Yes? Then if you see it, you can name it! You can name God into the office, the grocery, cancer ward. You can name God into your home room, your dorm room, or your assisted living room. With God’s wise insight, that you can gain here in church, you can look into the wild, seemingly untamable places of your life and be confident that God is there as well.

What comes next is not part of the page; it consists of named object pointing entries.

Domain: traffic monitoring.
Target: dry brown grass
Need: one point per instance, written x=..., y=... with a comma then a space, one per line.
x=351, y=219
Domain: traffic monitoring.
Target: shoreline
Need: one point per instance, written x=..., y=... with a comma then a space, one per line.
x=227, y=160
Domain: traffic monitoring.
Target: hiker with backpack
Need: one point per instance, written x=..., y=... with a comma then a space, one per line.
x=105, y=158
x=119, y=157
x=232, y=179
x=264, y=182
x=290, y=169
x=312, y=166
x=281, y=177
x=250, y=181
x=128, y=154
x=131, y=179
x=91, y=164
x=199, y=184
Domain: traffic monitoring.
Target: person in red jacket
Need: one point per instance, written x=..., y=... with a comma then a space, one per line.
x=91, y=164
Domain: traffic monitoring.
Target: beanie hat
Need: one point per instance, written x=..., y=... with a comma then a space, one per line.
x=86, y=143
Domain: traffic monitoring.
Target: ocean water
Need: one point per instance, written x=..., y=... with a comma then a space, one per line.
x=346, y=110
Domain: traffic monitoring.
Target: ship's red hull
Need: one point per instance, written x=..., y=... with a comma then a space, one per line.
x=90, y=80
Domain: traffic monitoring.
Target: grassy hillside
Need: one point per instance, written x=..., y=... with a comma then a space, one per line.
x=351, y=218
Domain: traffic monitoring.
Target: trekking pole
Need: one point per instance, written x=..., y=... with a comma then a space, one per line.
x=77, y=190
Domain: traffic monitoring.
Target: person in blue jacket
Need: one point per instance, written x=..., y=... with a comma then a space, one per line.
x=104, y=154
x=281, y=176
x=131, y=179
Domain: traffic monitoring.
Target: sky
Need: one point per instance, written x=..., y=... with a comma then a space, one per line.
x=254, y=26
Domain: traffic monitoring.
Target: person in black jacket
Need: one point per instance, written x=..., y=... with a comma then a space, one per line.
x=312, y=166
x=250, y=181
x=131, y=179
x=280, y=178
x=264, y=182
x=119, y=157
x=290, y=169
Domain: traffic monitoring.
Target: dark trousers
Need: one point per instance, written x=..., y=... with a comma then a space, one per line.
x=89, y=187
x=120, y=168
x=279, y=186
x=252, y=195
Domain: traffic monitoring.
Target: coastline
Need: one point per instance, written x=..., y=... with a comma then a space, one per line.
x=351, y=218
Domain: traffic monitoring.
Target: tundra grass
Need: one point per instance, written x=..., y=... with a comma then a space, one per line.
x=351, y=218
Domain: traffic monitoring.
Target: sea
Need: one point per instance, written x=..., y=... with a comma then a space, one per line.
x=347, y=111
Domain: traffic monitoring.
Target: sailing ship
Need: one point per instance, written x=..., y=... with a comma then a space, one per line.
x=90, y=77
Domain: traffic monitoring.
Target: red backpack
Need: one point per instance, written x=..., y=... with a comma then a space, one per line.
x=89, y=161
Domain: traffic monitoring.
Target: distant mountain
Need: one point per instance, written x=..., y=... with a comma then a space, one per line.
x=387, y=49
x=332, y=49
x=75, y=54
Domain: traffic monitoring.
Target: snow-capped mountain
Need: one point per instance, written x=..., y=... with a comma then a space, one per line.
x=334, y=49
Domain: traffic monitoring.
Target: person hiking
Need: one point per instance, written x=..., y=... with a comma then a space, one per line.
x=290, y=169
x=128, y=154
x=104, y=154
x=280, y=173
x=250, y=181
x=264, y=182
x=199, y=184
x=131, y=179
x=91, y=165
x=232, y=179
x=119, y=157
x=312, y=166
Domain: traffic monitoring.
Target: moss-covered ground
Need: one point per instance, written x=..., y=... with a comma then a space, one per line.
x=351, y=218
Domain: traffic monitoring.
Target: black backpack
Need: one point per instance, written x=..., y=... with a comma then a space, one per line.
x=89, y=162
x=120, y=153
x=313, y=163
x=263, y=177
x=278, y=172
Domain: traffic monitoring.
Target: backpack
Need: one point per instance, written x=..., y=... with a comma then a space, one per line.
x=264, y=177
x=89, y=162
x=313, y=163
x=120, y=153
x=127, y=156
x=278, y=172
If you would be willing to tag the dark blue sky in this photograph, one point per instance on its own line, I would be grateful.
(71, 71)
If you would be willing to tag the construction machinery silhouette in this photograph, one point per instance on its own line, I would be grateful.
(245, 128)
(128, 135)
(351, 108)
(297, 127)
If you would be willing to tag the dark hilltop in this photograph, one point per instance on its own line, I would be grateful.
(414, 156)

Here is a nimbus. [hold up a large gold charger behind your head] Actually, it’s a charger from my dining table, but it makes a good substitute! I don’t have enough for everyone here today, but we might keep this going for a few weeks. I invite you take a portable nimbus with you today and use it to name God into your workaday world. With God’s help you can see the holy in people and places that you’d never expect. If Jesus can be the Messiah of God, then we can be sure that God waits for us in whatever Bethlehem we have to go to tomorrow morning. There, in that place, you can imagine God both meeting you and using you in your many roles as employee, parent, spouse, friend, citizen, and volunteer, to extend God’s love and blessing to an often faithless world. I invite you, in short, to hear and see God at work outside of the church, but then bring your witness back to the church. Place the nimbus behind people or in situations or places where you see the Holy One at work and then take a digital picture of it. Please send the pics to me at email@example.com or tweet them with the hashtag #doyouseewhatIsee along with a description of your insight. If you will permit us, we will share the photos on our website and in worship over the coming weeks. Please bring the charger back next week to share with another!
I look forward to seeing you discover that which is holy in the midst of the places that you once thought profane. God is at work in the places we least expect.
For “Christ plays in 10,000 places, lovely in limbs and lovely in eyes not his.”
God has made it possible for us to sidle up next to a faithless world and ask,
Do you see what I see?
Look at the subway musician: Do you see what I see?
Look at the senior vice-president of operations! Do you see what I see?
Look at the IV bag. Look at the therapist. Look at these friends.
Look at you!
Do you see what I see?
 David J. Lose, “Do You See What I See?,” Dear Working Preacher, December 5, 2010, http://www.workingpreacher.org/craft.aspx?m=4377&post=1567.
 from the poem “As kingfishers catch fire…” in G.M. Hopkins, Selected Poems of Gerard Manley Hopkins, ed. B. Blaisdell, Dover Thrift Editions (Dover Publications, 2013), 46.